As a child in Maine, Petroff often wondered why people in beautiful rural areas had to be poor. “Why do you have to pave everything with concrete just to have any wealth?” he asks today. “I always wanted to be involved in the production of things, and to organize economies so that people in rural areas could have a better life.” His aim is to walk away from Ruzizi when the farm turns ten. As he puts it, “If you create a good railroad track, the train has direction. You don’t need to drive it—someone else can do that.” The dream is that, within a decade, ten-acre, oxen-powered farms will be propagating elsewhere, many times over, and that the daily realities of life in eastern Congo will have changed.
Petroff also hopes to return to Maine. “Congo is not my place; Maine is my place,” he says. “The ten-acre family farm could be very appealing here, and I don’t mean among college graduates—I have no interest in working with them. My interest is in getting at all the people with high school educations, getting them farming and eating local food.”
Like any good economist or farmer, Petroff often takes the long-range view.
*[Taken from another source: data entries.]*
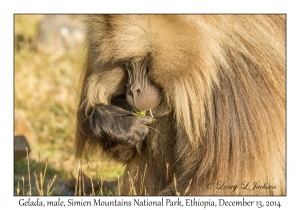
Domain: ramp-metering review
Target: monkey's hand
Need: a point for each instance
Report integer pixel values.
(116, 125)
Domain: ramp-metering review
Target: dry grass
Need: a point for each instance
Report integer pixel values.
(46, 89)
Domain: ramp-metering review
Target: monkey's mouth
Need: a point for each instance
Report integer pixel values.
(160, 109)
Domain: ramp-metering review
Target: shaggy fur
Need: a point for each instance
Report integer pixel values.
(223, 83)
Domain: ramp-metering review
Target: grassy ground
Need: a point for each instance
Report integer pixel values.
(46, 92)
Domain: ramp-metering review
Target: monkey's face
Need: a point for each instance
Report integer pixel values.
(142, 94)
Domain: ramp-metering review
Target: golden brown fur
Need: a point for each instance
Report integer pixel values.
(223, 80)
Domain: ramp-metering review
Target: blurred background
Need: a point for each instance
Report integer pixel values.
(48, 61)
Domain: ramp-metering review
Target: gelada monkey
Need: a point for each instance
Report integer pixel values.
(212, 88)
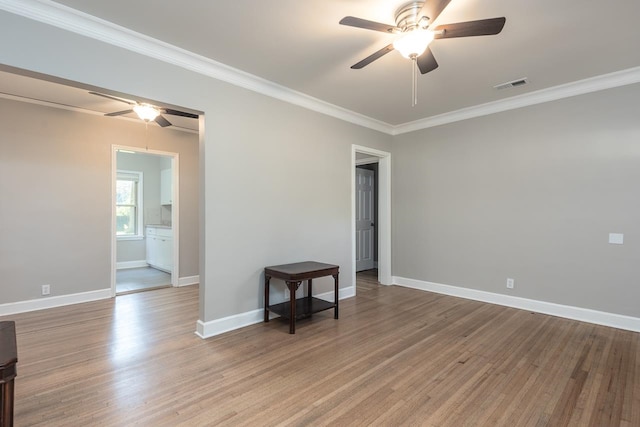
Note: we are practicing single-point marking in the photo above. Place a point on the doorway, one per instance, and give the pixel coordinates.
(366, 215)
(381, 230)
(145, 208)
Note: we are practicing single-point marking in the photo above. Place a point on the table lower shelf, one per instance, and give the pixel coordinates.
(305, 307)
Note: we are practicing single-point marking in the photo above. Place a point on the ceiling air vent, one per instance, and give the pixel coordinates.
(514, 83)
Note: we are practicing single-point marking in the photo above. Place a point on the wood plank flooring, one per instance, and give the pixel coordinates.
(140, 279)
(395, 357)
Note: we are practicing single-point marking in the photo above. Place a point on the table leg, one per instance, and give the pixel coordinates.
(309, 294)
(6, 417)
(267, 279)
(293, 286)
(335, 295)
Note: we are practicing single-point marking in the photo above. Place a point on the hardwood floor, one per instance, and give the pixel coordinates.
(140, 279)
(395, 357)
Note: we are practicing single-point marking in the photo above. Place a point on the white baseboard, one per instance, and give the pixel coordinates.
(569, 312)
(189, 280)
(220, 326)
(51, 302)
(131, 264)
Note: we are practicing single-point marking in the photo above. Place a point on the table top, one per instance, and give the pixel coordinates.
(8, 350)
(301, 270)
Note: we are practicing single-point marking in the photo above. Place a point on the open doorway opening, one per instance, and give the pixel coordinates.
(145, 223)
(371, 212)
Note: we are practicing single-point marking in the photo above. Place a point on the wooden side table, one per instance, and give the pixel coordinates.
(293, 275)
(8, 361)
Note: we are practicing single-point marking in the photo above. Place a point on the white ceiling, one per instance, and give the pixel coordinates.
(300, 45)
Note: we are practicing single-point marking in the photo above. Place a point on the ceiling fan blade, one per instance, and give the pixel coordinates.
(119, 113)
(179, 113)
(433, 8)
(126, 101)
(352, 21)
(483, 27)
(369, 59)
(427, 62)
(162, 121)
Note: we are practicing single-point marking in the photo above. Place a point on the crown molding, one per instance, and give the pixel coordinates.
(580, 87)
(66, 18)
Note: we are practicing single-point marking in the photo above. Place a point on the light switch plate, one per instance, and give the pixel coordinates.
(616, 238)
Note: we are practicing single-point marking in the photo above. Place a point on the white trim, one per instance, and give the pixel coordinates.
(569, 312)
(52, 302)
(367, 161)
(384, 211)
(189, 280)
(124, 265)
(72, 20)
(580, 87)
(226, 324)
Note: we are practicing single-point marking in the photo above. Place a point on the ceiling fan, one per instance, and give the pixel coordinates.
(146, 112)
(414, 33)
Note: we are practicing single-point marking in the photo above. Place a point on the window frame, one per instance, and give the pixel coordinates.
(137, 176)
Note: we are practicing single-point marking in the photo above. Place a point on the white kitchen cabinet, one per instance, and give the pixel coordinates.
(166, 187)
(160, 247)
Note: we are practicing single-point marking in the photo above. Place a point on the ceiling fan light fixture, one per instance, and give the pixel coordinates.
(146, 112)
(413, 43)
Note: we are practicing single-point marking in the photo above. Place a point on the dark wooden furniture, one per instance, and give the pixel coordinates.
(8, 360)
(293, 275)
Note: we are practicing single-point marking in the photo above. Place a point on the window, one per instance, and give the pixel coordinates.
(129, 205)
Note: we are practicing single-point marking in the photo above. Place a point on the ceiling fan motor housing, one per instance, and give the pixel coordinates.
(408, 16)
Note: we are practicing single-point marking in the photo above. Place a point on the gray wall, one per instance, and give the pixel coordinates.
(55, 204)
(529, 194)
(276, 178)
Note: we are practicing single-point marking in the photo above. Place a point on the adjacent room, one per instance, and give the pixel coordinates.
(320, 213)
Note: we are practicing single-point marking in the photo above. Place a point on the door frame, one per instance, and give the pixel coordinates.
(384, 211)
(175, 209)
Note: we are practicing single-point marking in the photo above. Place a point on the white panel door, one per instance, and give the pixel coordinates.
(364, 219)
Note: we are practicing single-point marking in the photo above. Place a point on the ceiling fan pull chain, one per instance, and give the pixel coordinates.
(414, 94)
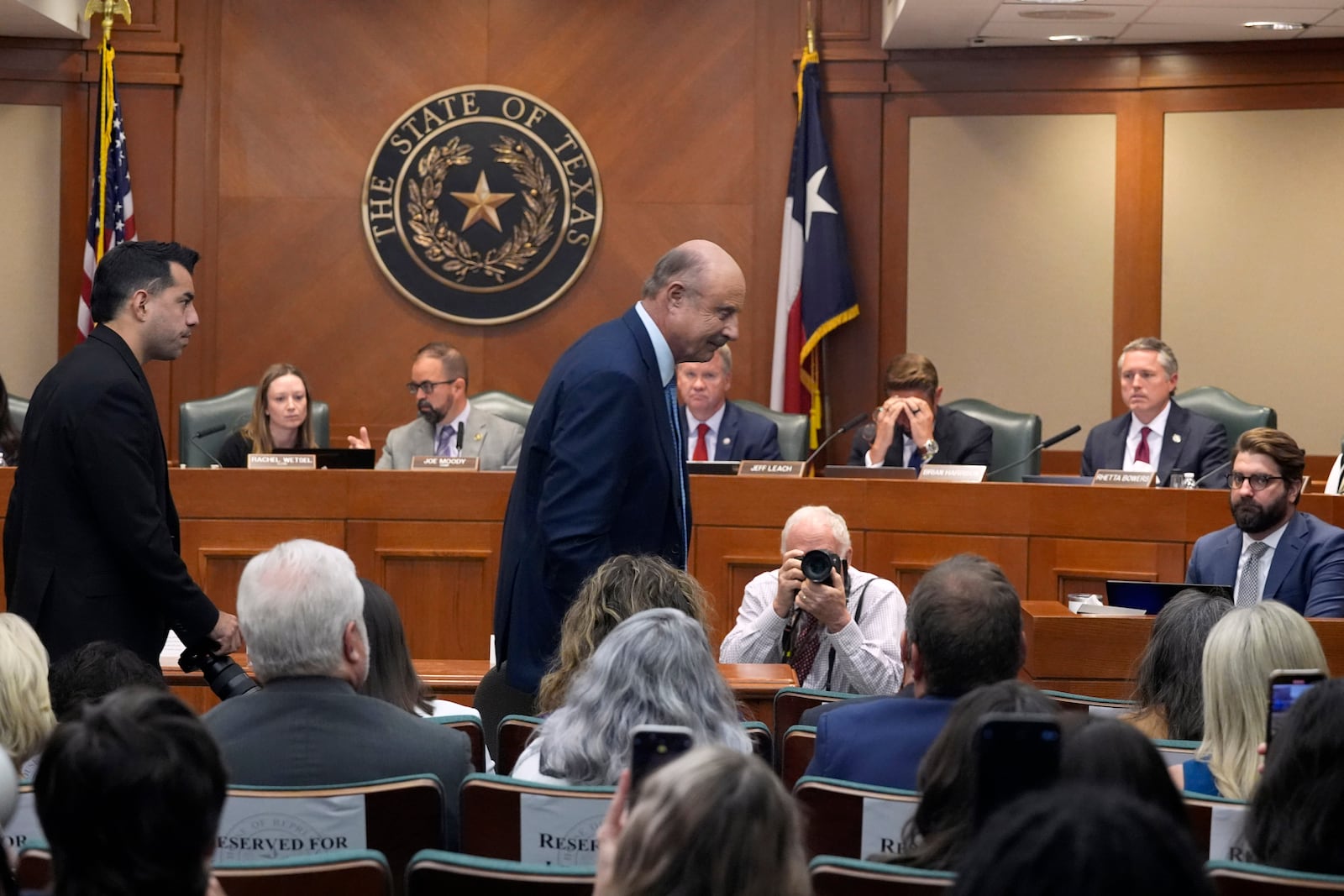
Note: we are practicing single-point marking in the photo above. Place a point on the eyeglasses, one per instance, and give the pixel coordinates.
(1258, 481)
(428, 385)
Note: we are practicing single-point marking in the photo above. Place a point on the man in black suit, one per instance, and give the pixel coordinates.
(927, 432)
(91, 540)
(716, 429)
(1156, 434)
(302, 607)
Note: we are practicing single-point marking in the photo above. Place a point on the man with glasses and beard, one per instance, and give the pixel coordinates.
(1273, 551)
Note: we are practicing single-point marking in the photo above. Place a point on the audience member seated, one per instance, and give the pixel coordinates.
(1242, 651)
(716, 427)
(944, 821)
(1168, 685)
(654, 669)
(1109, 752)
(26, 718)
(94, 671)
(1297, 812)
(129, 795)
(448, 425)
(1081, 840)
(714, 822)
(1156, 434)
(1273, 551)
(302, 610)
(963, 631)
(846, 633)
(927, 432)
(280, 419)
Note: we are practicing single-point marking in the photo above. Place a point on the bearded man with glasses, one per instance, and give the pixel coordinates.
(1273, 551)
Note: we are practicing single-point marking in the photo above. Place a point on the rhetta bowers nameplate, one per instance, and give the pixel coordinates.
(481, 204)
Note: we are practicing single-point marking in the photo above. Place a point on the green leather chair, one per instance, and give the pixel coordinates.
(230, 410)
(504, 405)
(1015, 434)
(1233, 412)
(793, 429)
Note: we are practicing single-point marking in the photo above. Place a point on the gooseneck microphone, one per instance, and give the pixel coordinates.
(1053, 439)
(831, 438)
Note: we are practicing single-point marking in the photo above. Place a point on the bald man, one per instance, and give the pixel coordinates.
(602, 469)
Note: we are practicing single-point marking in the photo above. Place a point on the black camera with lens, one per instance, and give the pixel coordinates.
(223, 676)
(817, 566)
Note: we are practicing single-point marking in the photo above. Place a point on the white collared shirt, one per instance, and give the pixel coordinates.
(1269, 542)
(711, 436)
(1155, 438)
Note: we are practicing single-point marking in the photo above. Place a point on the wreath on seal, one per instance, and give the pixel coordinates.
(450, 249)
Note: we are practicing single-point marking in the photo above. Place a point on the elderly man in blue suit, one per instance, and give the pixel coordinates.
(1273, 551)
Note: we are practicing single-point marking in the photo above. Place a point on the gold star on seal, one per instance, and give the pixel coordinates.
(481, 204)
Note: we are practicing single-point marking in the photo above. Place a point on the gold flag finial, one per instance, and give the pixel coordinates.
(108, 8)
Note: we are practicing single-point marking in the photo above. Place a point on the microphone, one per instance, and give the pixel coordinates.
(1053, 439)
(208, 430)
(831, 438)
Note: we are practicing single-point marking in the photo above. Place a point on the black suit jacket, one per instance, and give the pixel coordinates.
(743, 436)
(1193, 443)
(91, 542)
(961, 439)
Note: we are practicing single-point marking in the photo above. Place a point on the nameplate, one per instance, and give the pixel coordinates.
(432, 463)
(953, 472)
(281, 461)
(559, 831)
(1126, 479)
(793, 469)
His family has lived in the Brunswick area since it was a settlement, which adds to his appreciation for and attachment to the state. In talking about the recent wars in the Congo, Petroff says, “I’ve been thinking, ‘Why do people act like this?’ Well, if people didn’t, I wouldn’t be alive, because my ancestors went through this in Europe for thousands of years. The people who act like this are the ones that are more likely to live. My ancestors, your ancestors, were a string of nasty people. You just can’t take a moral high ground.” But, as he has proved, you can take a chance at changing history.